Мать что-то придвинула к ней, накрытое белой тряпкой, теплое, пахучее…
— Может, попробуешь? Твои любимые спекла, с абрикосами…
Девочка машинально потянулась к тарелке, надломила один пирожок.
— Ой, мамочка, — жалобно застонала она, — плохо мне, в животе болит…
— Ну положи, не ешь, — тяжело вздохнула мать, — пойдем на воздух.
На пороге девочка вдруг икнула и скорчилась, ее начало тошнить.
— Ничего, ничего, доченька, пройдет, — поддерживала ее за плечи мать, — это бывает. — А про себя ойкнула: «Господи, да за что же ребенку-то такое наказание?»
Спазмы у девочки были долгие и болезненные. Мать то и дело подносила ей холодной воды, заставляла пить через силу.
— Все, больше никуда не отпущу, — укладывая Сашеньку в постель и чувствуя, как ту бьет дрожь, говорила мать. — Хватит, насмотрелась. Вам с Таськой уходить надо. У нас родственники есть в Запорожье и в Донбассе.

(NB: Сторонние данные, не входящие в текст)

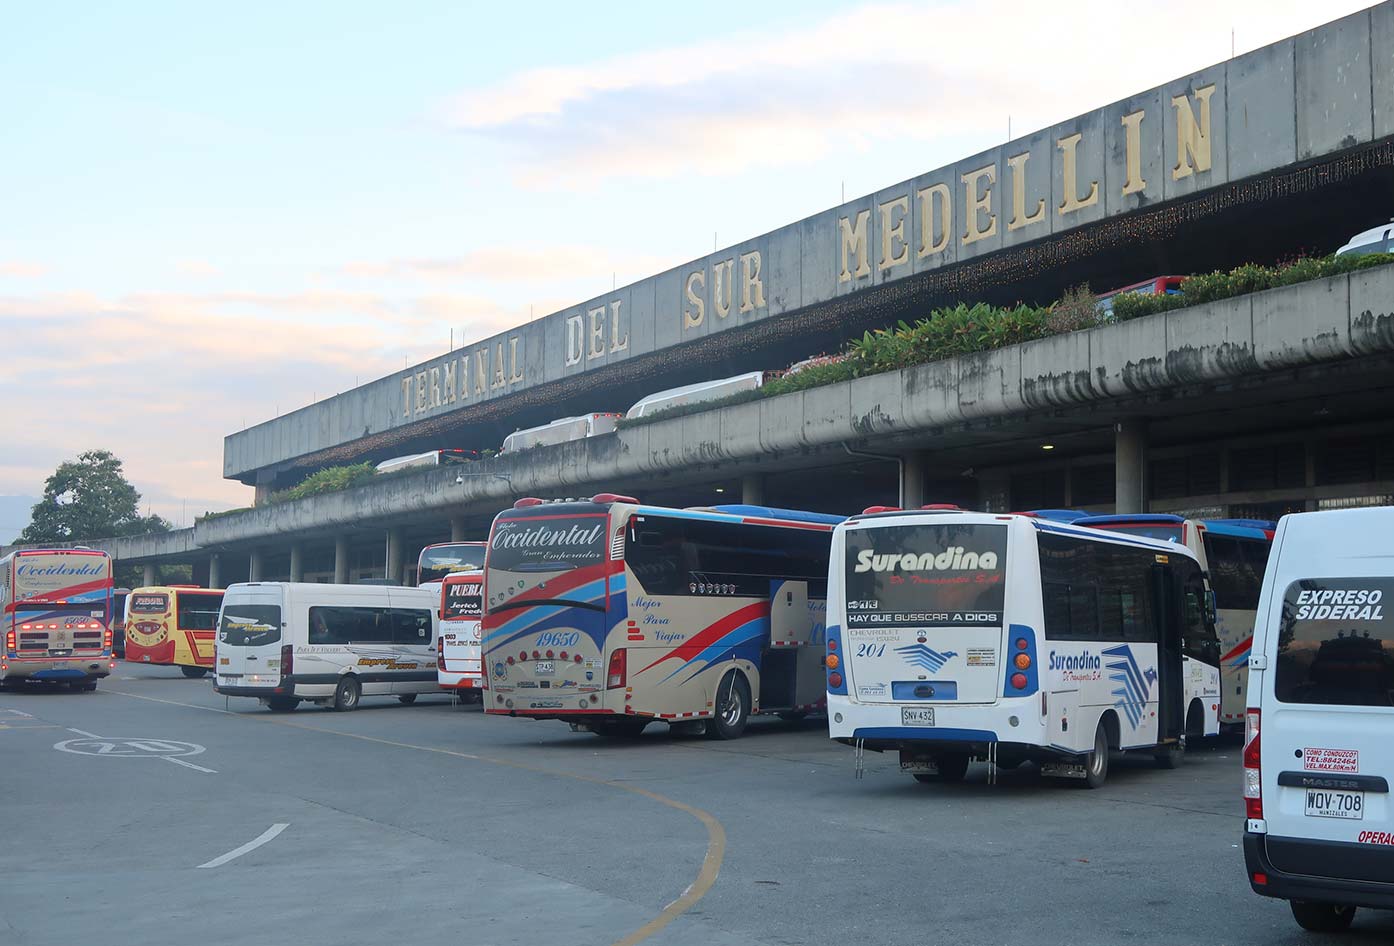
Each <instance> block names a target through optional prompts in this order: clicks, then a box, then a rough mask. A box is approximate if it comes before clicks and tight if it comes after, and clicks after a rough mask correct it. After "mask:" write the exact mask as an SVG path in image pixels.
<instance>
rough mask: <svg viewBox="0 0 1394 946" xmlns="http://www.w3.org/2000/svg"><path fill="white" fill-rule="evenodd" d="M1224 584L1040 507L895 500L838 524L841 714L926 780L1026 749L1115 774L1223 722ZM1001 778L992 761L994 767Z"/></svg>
mask: <svg viewBox="0 0 1394 946" xmlns="http://www.w3.org/2000/svg"><path fill="white" fill-rule="evenodd" d="M1218 648H1220V645H1218V639H1217V638H1216V633H1214V612H1213V596H1211V595H1210V592H1209V589H1207V587H1206V582H1204V575H1203V574H1202V571H1200V566H1199V564H1197V563H1196V559H1195V556H1193V555H1190V552H1188V550H1186V549H1185V548H1181V546H1177V545H1170V543H1165V542H1158V541H1156V539H1147V538H1135V536H1128V535H1118V534H1110V532H1101V531H1098V529H1090V528H1079V527H1075V525H1069V524H1065V522H1057V521H1051V520H1045V518H1039V517H1027V515H998V514H990V513H962V511H940V510H934V511H926V510H895V511H885V513H873V514H863V515H856V517H853V518H850V520H848V521H846V522H843V524H842V525H839V527H838V528H836V532H835V534H834V539H832V566H831V568H829V575H828V631H827V653H825V658H824V665H825V667H827V683H828V723H829V734H831V736H832V738H835V740H838V741H841V743H845V744H848V745H853V747H856V748H857V750H859V757H860V751H861V750H873V751H896V752H899V755H901V769H902V770H903V772H906V773H910V775H913V776H914V777H916V779H917V780H921V782H928V780H934V779H942V780H958V779H962V777H963V775H965V772H966V770H967V766H969V762H970V761H973V759H983V761H987V762H990V763H995V766H998V768H1013V766H1016V765H1019V763H1022V762H1026V761H1034V762H1039V763H1040V765H1041V772H1043V773H1045V775H1055V776H1065V777H1078V779H1080V780H1083V783H1085V784H1087V786H1089V787H1097V786H1100V784H1103V783H1104V779H1105V777H1107V775H1108V761H1110V752H1112V751H1122V750H1138V751H1142V752H1147V754H1151V755H1154V757H1156V759H1157V761H1158V763H1161V765H1163V766H1164V768H1171V766H1174V765H1177V763H1178V762H1179V761H1181V757H1182V752H1184V750H1185V743H1186V737H1188V736H1189V737H1200V736H1209V734H1214V733H1217V731H1218V727H1220V667H1218ZM990 776H991V773H990Z"/></svg>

Все-таки город, легче схорониться. А тут хутор — все на виду.
— Я-я н-никуда не п-поеду, — бормотала девочка.
— Ну, хорошо, хорошо, — соглашалась мать. — Утром гуртом побалакаем.
Перед рассветом под окном хаты Кондрашевых затопали тяжелые солдатские ботинки, раздался беспокойный стук в стекло и хриплый мужской голос позвал:
— Медсестру можно?
Анастасия Тимофеевна нащупала ногами шлепанцы, накинула платье и направилась в сенцы. По хриплому застуженному голосу она узнала бойца, который приходил днем за дочкой в лесополосу. Снимая крючок у дверей, женщина сердито жаловалась в темноту:
— Хоч ночью бы дали дитю отдохнуть. Какая она вам медсестра?.
— Мамаша, простите, — подбежал к открывающейся двери солдат. — Раненые с берега. Некому перевязать…
— Не пущу, — сказала женщина. — Еле заснула. Стошнило ее, чуть всю не вывернуло. Ребенок же… надо жалость иметь. Лучше я уж сама пойду…
— Шину сможете наложить?
— Какую такую шину?
— Ну, если рука перебита или нога?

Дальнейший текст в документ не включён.